Reinforcement Learning is Impaired in the Sub-acute Post-stroke Period

神经康复 运动学习 康复 钢筋 心理学 冲程(发动机) 物理医学与康复 运动技能 神经可塑性 强化学习 认知 听力学 医学 发展心理学 神经科学 机器学习 机械工程 社会心理学 计算机科学 工程类
作者
Meret Branscheidt,Alkis M. Hadjiosif,Manuel A. Anaya,Jennifer Keller,Mario Widmer,Keith D. Runnalls,Andreas R. Luft,Amy J. Bastian,John W. Krakauer,Pablo Celnik
出处
期刊:Neurorehabilitation and Neural Repair [SAGE]
标识
DOI:10.1177/15459683241304352
摘要

Background: In humans, most spontaneous recovery from motor impairment after stroke occurs in the first 3 months. Studies in animal models show higher responsiveness to training over a similar time-period. Both phenomena are often attributed to a milieu of heightened plasticity, which may share some mechanistic overlap with plasticity associated with normal motor learning. Objective: Given that neurorehabilitation approaches are frequently predicated on motor learning principles, here we asked if the sensitivity of trial-to-trial learning for 2 kinds of motor learning processes often involved during rehabilitation is also enhanced early post-stroke. In a cross-sectional design, we compared (1) reinforcement and (2) error-based learning in 2 groups: 1 tested within 3 months after stroke (early group, N = 35) another tested more than 6 months after stroke (late group, N = 30).
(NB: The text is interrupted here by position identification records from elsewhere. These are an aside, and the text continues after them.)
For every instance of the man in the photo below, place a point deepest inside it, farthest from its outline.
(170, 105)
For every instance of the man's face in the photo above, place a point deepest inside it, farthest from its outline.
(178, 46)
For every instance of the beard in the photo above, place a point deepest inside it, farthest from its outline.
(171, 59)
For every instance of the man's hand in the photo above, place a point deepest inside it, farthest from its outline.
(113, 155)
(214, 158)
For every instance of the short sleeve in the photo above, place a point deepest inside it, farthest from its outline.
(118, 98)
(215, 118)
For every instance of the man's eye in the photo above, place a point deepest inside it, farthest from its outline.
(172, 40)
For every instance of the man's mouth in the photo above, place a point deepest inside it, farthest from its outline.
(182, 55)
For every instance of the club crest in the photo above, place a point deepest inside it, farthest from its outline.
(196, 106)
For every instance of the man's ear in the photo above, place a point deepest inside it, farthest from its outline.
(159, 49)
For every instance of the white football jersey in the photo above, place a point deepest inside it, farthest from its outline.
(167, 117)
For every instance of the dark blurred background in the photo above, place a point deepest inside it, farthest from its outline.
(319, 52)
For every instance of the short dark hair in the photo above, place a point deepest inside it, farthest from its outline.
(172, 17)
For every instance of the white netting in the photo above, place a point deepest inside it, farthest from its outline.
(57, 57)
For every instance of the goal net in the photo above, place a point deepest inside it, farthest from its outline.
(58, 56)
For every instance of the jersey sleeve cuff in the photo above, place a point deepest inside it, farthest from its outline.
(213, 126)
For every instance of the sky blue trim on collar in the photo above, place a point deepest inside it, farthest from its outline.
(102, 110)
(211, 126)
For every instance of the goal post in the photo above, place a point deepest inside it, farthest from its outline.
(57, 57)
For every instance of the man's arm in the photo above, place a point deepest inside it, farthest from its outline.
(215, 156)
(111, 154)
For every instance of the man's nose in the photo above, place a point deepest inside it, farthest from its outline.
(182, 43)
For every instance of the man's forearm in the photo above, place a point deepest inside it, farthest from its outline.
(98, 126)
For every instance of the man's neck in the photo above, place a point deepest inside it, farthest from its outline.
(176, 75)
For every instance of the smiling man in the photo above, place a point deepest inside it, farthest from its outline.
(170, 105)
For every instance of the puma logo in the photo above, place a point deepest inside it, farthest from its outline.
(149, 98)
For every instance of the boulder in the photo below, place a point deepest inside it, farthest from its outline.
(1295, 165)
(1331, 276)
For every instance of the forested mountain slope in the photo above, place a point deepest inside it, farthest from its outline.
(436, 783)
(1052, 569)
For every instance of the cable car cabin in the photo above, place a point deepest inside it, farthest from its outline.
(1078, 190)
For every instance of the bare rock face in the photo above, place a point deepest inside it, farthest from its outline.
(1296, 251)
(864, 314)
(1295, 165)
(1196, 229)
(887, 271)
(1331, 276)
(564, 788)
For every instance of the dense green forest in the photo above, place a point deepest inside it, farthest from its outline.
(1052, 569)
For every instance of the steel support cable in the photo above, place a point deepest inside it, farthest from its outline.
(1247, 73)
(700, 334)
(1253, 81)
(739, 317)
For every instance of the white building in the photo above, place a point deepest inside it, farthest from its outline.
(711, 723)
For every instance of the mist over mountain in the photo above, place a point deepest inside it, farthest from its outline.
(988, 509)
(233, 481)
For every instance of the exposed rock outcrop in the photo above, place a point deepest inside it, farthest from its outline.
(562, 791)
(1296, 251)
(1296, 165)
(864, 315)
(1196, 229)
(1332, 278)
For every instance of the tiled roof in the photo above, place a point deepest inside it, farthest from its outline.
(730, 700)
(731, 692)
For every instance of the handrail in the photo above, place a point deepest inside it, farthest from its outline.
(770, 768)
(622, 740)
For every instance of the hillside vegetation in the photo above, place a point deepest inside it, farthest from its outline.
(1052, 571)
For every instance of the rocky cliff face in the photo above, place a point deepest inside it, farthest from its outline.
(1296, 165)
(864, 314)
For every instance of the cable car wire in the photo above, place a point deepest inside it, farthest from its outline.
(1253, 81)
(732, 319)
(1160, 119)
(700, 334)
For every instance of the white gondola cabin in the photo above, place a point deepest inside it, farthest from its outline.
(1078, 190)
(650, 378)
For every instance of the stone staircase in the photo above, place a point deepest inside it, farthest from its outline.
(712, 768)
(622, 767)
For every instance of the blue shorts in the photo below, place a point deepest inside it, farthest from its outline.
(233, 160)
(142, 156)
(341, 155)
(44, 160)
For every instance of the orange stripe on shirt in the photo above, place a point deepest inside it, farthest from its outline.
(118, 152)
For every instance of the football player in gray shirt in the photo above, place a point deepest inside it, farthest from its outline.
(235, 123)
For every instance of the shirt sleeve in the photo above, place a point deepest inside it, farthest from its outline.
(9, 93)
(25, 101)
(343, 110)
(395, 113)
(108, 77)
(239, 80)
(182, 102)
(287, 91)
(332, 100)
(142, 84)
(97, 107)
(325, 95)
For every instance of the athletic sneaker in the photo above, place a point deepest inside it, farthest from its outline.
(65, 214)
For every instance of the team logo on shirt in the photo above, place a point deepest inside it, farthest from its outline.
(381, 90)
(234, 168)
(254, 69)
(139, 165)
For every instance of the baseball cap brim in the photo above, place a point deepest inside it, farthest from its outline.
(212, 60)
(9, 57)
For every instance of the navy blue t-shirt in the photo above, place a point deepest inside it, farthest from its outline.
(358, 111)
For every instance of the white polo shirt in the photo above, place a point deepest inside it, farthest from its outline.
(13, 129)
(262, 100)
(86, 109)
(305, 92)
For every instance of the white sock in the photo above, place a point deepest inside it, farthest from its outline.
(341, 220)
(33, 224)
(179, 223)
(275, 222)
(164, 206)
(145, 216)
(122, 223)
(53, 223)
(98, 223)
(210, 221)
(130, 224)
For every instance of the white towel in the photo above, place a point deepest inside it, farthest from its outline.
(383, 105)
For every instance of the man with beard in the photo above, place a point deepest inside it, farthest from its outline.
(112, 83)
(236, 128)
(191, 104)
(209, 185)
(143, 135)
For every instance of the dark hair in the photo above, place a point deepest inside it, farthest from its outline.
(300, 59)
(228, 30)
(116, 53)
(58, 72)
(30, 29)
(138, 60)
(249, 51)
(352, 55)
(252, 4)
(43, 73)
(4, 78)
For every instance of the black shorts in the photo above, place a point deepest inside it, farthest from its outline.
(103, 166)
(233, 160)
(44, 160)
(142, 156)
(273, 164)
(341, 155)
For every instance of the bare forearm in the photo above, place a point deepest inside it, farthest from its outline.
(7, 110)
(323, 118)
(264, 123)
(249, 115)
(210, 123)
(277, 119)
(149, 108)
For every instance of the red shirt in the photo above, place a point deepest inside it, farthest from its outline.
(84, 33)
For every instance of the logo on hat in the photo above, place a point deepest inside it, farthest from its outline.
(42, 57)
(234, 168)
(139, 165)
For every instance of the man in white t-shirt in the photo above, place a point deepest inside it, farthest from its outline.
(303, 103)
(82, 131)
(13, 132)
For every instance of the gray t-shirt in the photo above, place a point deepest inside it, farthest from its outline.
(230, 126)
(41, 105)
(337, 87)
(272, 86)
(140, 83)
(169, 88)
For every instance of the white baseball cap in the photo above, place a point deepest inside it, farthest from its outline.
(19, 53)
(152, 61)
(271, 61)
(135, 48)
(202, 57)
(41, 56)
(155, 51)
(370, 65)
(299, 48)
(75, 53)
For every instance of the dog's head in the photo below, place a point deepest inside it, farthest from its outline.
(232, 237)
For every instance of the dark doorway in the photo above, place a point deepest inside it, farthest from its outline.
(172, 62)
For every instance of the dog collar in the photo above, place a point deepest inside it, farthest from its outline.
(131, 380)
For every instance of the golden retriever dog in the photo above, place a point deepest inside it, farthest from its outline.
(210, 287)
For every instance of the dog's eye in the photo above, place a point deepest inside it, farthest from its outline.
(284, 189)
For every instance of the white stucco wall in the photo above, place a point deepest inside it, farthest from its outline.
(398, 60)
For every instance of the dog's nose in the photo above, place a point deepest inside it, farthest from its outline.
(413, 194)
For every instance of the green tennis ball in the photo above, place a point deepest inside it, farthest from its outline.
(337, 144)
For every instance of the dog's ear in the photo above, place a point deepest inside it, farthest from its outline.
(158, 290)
These 2 forms of motor learning were assessed with variations of the same visuomotor rotation task. Critically, motor execution was matched between the 2 groups. Results: Reinforcement learning was impaired in the early but not the late group, whereas error-based learning was unimpaired in either group. These findings could not be attributed to differences in baseline execution, cognitive impairment, gender, age, or lesion volume and location. Discussion: The presence of a deficit in reinforcement motor learning in the first 3 months after stroke has important implications for rehabilitation. Conclusion: It might be necessary to either increase reinforcement feedback given early after stroke, increase the dose of rehabilitation to compensate, or delay onset of rehabilitation approaches that may rely on reinforcement, for example, constraint-induced movement therapy, and instead emphasize other forms of motor training in the subacute time period.